学友たちは、ひそひそと言葉を交わしていた。
「あやしかったのでしょうね」
「今もすごく怪しいですものね」
「夜間にそんなことがあったのか」
「ありました」
青国勢は情報を確かめ合っている。
「そうこうするうちにインスピレーションが湧きました……そこで私はルーンフォークの部屋を訪ね、新商品『ニセモノは許さん像』の開発に取り掛かりました。そして、像を造るはずなのに気づいたら天秤が完成していたのです……」
「ルーンフォーク卿?」
ルーンフォークに視線が注がれると、肯定が返ってきた。
「はい。部屋で趣味のひとりカードゲームに興じていたら殿下がいらっしゃいまして、しかも警備の人たちがゾロゾロついてきてたんですよ。偽者ではないかと問われまして。この方は間違いなくうちの殿下ですって答えましてね……なんかすみません……朝になったら姉さんが……」
「んふふ。楽しかったですよねぇ。ものを作るのって、わくわくしますよねぇ! 気づいたら朝でした。そして弟の性癖が明らかに……」
「うちの殿下がすみません」
ルーンフォークはしみじみとした風情で、スイッチが入ったように語り出す。彼にもまた青国の秘薬が盛られている……。

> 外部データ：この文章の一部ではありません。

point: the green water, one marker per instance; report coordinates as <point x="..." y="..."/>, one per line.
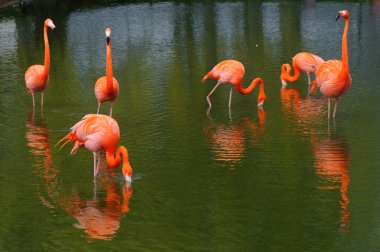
<point x="278" y="179"/>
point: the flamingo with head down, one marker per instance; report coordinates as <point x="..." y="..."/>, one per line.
<point x="37" y="76"/>
<point x="96" y="133"/>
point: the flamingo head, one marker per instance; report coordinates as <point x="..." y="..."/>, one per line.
<point x="108" y="35"/>
<point x="261" y="99"/>
<point x="344" y="14"/>
<point x="285" y="69"/>
<point x="49" y="23"/>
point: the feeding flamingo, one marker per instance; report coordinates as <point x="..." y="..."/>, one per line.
<point x="107" y="87"/>
<point x="302" y="61"/>
<point x="333" y="77"/>
<point x="96" y="133"/>
<point x="232" y="72"/>
<point x="37" y="76"/>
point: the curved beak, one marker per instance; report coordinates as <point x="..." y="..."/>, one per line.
<point x="337" y="17"/>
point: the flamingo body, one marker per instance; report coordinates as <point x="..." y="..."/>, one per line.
<point x="231" y="72"/>
<point x="333" y="77"/>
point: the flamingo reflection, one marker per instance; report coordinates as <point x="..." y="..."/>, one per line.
<point x="227" y="142"/>
<point x="100" y="216"/>
<point x="332" y="158"/>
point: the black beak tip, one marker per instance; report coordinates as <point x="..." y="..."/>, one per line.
<point x="337" y="17"/>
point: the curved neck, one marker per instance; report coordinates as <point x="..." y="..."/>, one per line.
<point x="109" y="74"/>
<point x="114" y="160"/>
<point x="296" y="73"/>
<point x="345" y="50"/>
<point x="47" y="52"/>
<point x="249" y="89"/>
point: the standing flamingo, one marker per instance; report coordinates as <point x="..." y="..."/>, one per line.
<point x="232" y="72"/>
<point x="333" y="77"/>
<point x="302" y="61"/>
<point x="107" y="87"/>
<point x="37" y="76"/>
<point x="96" y="133"/>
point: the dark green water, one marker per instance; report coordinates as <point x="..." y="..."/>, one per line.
<point x="278" y="179"/>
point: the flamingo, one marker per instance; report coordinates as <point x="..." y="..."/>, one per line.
<point x="37" y="76"/>
<point x="333" y="76"/>
<point x="302" y="61"/>
<point x="96" y="133"/>
<point x="232" y="72"/>
<point x="107" y="87"/>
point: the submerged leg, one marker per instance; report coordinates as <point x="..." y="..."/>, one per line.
<point x="212" y="91"/>
<point x="33" y="100"/>
<point x="328" y="108"/>
<point x="336" y="105"/>
<point x="111" y="109"/>
<point x="42" y="99"/>
<point x="98" y="108"/>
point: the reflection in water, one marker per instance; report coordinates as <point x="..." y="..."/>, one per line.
<point x="332" y="157"/>
<point x="227" y="142"/>
<point x="99" y="217"/>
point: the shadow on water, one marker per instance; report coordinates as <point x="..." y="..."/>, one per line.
<point x="100" y="216"/>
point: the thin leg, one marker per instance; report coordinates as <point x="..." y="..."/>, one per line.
<point x="328" y="108"/>
<point x="33" y="100"/>
<point x="42" y="100"/>
<point x="336" y="105"/>
<point x="212" y="91"/>
<point x="94" y="153"/>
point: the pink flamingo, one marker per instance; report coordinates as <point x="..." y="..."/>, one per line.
<point x="107" y="87"/>
<point x="96" y="133"/>
<point x="37" y="76"/>
<point x="232" y="72"/>
<point x="302" y="61"/>
<point x="333" y="77"/>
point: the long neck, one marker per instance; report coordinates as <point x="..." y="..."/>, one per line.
<point x="47" y="52"/>
<point x="114" y="160"/>
<point x="345" y="69"/>
<point x="296" y="73"/>
<point x="109" y="74"/>
<point x="249" y="89"/>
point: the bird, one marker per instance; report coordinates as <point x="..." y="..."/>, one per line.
<point x="96" y="133"/>
<point x="232" y="72"/>
<point x="37" y="76"/>
<point x="302" y="61"/>
<point x="333" y="76"/>
<point x="107" y="87"/>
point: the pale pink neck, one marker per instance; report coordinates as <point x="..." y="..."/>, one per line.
<point x="345" y="69"/>
<point x="47" y="52"/>
<point x="109" y="74"/>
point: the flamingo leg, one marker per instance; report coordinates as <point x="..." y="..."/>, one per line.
<point x="42" y="100"/>
<point x="336" y="105"/>
<point x="229" y="102"/>
<point x="33" y="100"/>
<point x="212" y="91"/>
<point x="111" y="109"/>
<point x="94" y="153"/>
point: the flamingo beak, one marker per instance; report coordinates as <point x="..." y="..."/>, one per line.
<point x="337" y="17"/>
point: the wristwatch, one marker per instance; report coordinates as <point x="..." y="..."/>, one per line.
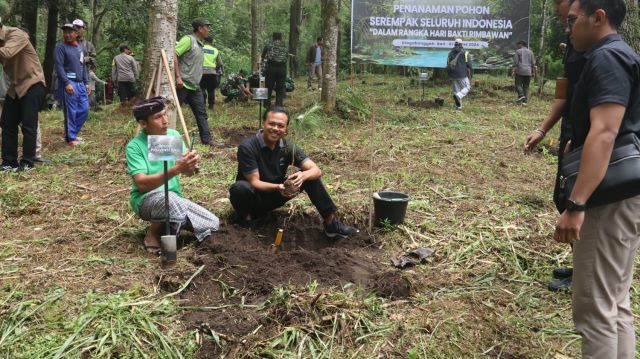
<point x="573" y="206"/>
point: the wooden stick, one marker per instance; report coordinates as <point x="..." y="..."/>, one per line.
<point x="159" y="80"/>
<point x="372" y="153"/>
<point x="167" y="69"/>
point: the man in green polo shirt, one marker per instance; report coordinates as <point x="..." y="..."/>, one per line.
<point x="188" y="64"/>
<point x="147" y="189"/>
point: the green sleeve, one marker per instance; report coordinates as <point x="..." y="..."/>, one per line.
<point x="183" y="45"/>
<point x="136" y="160"/>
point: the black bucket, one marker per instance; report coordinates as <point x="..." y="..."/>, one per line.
<point x="389" y="207"/>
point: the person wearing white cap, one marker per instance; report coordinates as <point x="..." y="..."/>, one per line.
<point x="73" y="83"/>
<point x="460" y="70"/>
<point x="23" y="98"/>
<point x="87" y="47"/>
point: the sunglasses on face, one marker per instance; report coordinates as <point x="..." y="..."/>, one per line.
<point x="571" y="20"/>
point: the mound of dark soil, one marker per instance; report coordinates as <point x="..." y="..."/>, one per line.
<point x="234" y="136"/>
<point x="241" y="270"/>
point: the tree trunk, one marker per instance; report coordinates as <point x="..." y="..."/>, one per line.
<point x="330" y="35"/>
<point x="50" y="44"/>
<point x="541" y="64"/>
<point x="96" y="26"/>
<point x="630" y="28"/>
<point x="163" y="24"/>
<point x="254" y="35"/>
<point x="30" y="19"/>
<point x="295" y="17"/>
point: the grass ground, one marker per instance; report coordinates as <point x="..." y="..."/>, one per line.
<point x="75" y="282"/>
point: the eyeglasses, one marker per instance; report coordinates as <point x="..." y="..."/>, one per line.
<point x="571" y="20"/>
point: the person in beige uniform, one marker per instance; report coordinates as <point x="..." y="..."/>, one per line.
<point x="23" y="99"/>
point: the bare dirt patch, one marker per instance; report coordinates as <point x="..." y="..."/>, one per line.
<point x="241" y="272"/>
<point x="235" y="136"/>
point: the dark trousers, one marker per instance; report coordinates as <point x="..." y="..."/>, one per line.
<point x="522" y="86"/>
<point x="196" y="102"/>
<point x="126" y="90"/>
<point x="209" y="84"/>
<point x="275" y="80"/>
<point x="247" y="200"/>
<point x="21" y="112"/>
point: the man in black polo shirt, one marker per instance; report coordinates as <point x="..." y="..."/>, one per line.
<point x="605" y="105"/>
<point x="573" y="62"/>
<point x="262" y="166"/>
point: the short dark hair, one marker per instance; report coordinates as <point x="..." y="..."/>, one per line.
<point x="275" y="109"/>
<point x="616" y="9"/>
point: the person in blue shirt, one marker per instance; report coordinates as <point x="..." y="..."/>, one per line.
<point x="73" y="83"/>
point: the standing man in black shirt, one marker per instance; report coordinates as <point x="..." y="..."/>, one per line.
<point x="460" y="71"/>
<point x="573" y="63"/>
<point x="262" y="170"/>
<point x="604" y="106"/>
<point x="276" y="53"/>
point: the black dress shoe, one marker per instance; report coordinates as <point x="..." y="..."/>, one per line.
<point x="563" y="272"/>
<point x="558" y="285"/>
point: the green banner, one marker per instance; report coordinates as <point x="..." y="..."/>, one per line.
<point x="422" y="32"/>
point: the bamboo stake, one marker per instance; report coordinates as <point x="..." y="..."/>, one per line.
<point x="159" y="80"/>
<point x="373" y="122"/>
<point x="167" y="69"/>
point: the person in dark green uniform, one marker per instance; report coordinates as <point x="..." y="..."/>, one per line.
<point x="188" y="64"/>
<point x="211" y="72"/>
<point x="276" y="53"/>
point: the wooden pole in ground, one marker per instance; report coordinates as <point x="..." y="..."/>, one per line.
<point x="167" y="69"/>
<point x="159" y="81"/>
<point x="372" y="153"/>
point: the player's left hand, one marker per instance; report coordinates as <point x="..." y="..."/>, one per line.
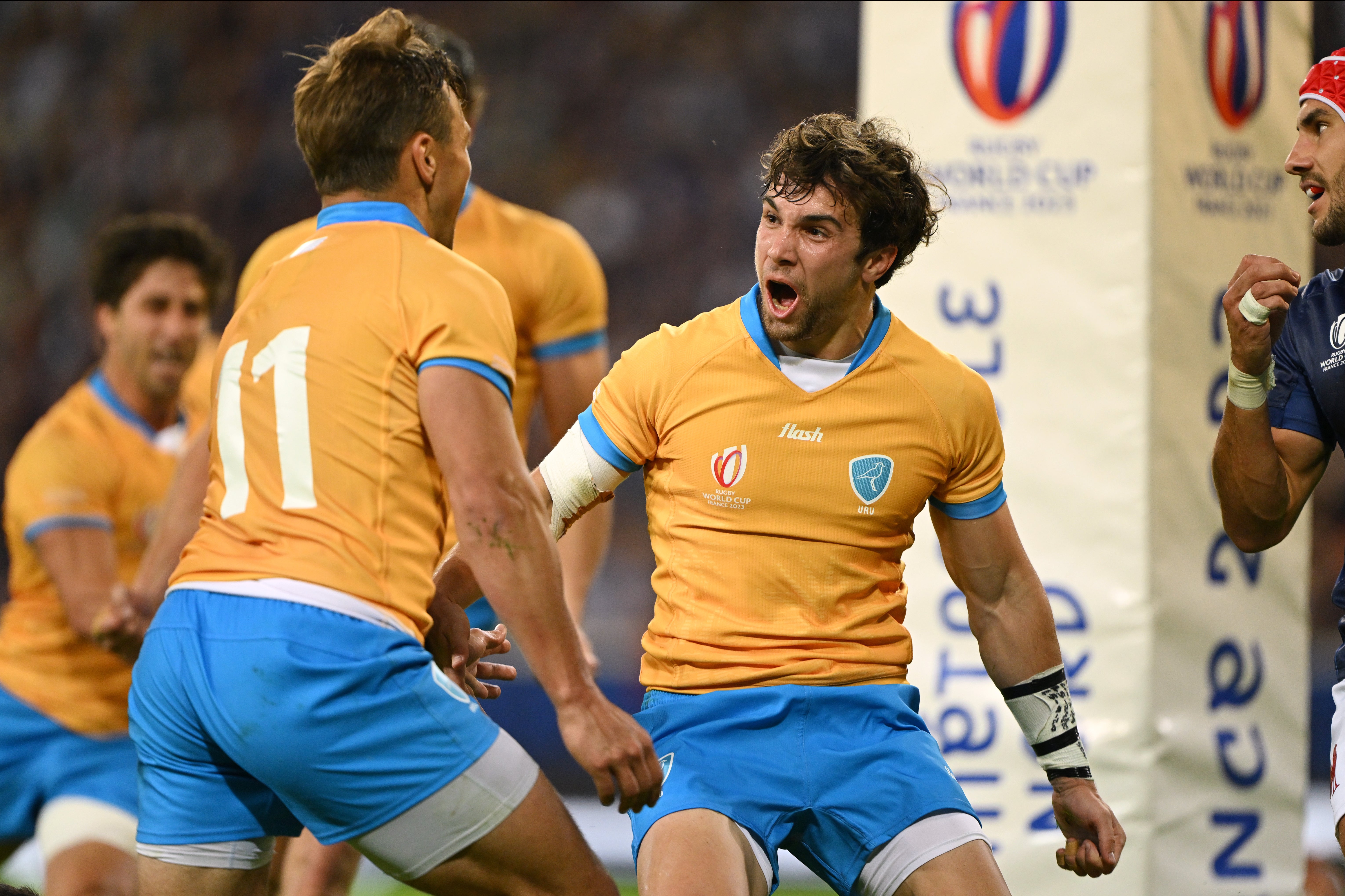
<point x="120" y="627"/>
<point x="458" y="649"/>
<point x="1094" y="837"/>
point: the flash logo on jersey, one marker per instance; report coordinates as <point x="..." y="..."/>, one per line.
<point x="871" y="477"/>
<point x="730" y="465"/>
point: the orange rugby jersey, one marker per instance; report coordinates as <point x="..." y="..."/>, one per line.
<point x="553" y="282"/>
<point x="779" y="517"/>
<point x="319" y="467"/>
<point x="91" y="462"/>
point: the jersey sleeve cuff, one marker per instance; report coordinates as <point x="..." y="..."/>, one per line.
<point x="601" y="443"/>
<point x="491" y="376"/>
<point x="65" y="521"/>
<point x="570" y="346"/>
<point x="973" y="509"/>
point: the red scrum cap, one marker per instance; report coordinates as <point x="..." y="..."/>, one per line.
<point x="1325" y="83"/>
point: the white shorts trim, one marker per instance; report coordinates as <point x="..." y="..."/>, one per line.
<point x="299" y="592"/>
<point x="912" y="848"/>
<point x="69" y="821"/>
<point x="1338" y="759"/>
<point x="761" y="856"/>
<point x="459" y="814"/>
<point x="235" y="855"/>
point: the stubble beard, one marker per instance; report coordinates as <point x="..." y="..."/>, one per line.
<point x="1331" y="231"/>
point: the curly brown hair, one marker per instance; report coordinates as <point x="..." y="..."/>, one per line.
<point x="372" y="92"/>
<point x="865" y="166"/>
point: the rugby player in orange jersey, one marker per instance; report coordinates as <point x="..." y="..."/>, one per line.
<point x="777" y="658"/>
<point x="287" y="680"/>
<point x="559" y="299"/>
<point x="83" y="496"/>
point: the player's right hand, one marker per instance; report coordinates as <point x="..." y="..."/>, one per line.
<point x="613" y="749"/>
<point x="1274" y="286"/>
<point x="1094" y="839"/>
<point x="120" y="627"/>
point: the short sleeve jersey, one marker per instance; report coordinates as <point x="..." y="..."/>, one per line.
<point x="555" y="283"/>
<point x="91" y="462"/>
<point x="321" y="471"/>
<point x="1309" y="393"/>
<point x="779" y="517"/>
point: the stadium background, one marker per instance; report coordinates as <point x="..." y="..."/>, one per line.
<point x="638" y="123"/>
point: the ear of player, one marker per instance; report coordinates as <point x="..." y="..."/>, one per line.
<point x="1047" y="718"/>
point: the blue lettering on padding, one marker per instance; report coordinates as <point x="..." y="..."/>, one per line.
<point x="1223" y="864"/>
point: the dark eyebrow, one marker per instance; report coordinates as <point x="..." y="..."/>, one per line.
<point x="1313" y="118"/>
<point x="809" y="220"/>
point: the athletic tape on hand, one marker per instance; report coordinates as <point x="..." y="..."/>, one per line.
<point x="1046" y="714"/>
<point x="1249" y="392"/>
<point x="576" y="477"/>
<point x="1256" y="313"/>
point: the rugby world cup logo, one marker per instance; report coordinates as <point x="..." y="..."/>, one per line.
<point x="730" y="465"/>
<point x="1008" y="52"/>
<point x="1235" y="57"/>
<point x="1339" y="333"/>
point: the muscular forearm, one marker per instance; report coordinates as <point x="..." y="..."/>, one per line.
<point x="178" y="523"/>
<point x="582" y="552"/>
<point x="1254" y="489"/>
<point x="510" y="556"/>
<point x="1015" y="630"/>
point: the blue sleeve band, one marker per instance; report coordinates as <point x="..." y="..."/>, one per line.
<point x="72" y="521"/>
<point x="604" y="447"/>
<point x="493" y="376"/>
<point x="570" y="346"/>
<point x="973" y="509"/>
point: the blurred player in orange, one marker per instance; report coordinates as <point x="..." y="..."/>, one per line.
<point x="777" y="660"/>
<point x="559" y="301"/>
<point x="83" y="496"/>
<point x="288" y="680"/>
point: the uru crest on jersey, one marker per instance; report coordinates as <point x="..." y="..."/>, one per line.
<point x="1008" y="52"/>
<point x="730" y="465"/>
<point x="1235" y="57"/>
<point x="871" y="477"/>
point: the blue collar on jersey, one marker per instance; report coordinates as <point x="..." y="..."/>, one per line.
<point x="391" y="212"/>
<point x="116" y="405"/>
<point x="369" y="211"/>
<point x="751" y="311"/>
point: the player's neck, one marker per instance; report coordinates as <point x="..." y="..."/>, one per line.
<point x="157" y="412"/>
<point x="845" y="338"/>
<point x="413" y="200"/>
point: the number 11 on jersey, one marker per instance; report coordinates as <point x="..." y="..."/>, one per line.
<point x="287" y="356"/>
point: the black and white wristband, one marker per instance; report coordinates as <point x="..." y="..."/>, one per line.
<point x="1047" y="718"/>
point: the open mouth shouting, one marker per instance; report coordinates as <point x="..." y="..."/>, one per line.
<point x="782" y="298"/>
<point x="1315" y="193"/>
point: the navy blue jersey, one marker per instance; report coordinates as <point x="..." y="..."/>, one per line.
<point x="1309" y="393"/>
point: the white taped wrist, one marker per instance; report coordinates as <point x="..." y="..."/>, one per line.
<point x="1249" y="392"/>
<point x="576" y="477"/>
<point x="1046" y="715"/>
<point x="1256" y="313"/>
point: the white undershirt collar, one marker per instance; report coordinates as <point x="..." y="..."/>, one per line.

「俺の兄と姉は元々素行が悪くて、俺も小さい頃からいじめられていたのですが、いざ亡くなると悲しいような……そうでもないような……なんだろうこの気持ち……姉は男嫌いで、ネクロシスとかいうあやしい団体に参加して気に入らない男に嫌がらせ三昧で……なんか安心している自分がいます。家族なのに。俺って人の心がない奴なんだなあ……」
これはちょっと落ち着かせてあげたほうがいいかもしれない。フィロシュネーは本気で心配になった。
「ジーナ、ルーンフォーク卿にお水を……あのう、休ませて差し上げて……?」
「はい、姫様!」
青王アーサーはルーンフォークを同情的な眼差しで見送りつつ、呟いた。
「シュネー、客人たちはお疲れのようだな」
兄は気付いている。秘薬を用いたことに――フィロシュネーはどきりとした。
「ええ。無理もありませんわ」
「しかし、協力的に話してもらえてよかった」
「ええ、ええ。わたくしもそう思います」
――真実は、ひとつだけ闇に葬る。ばれなければ問題ない。
兄妹は視線を交わし、微笑んだ。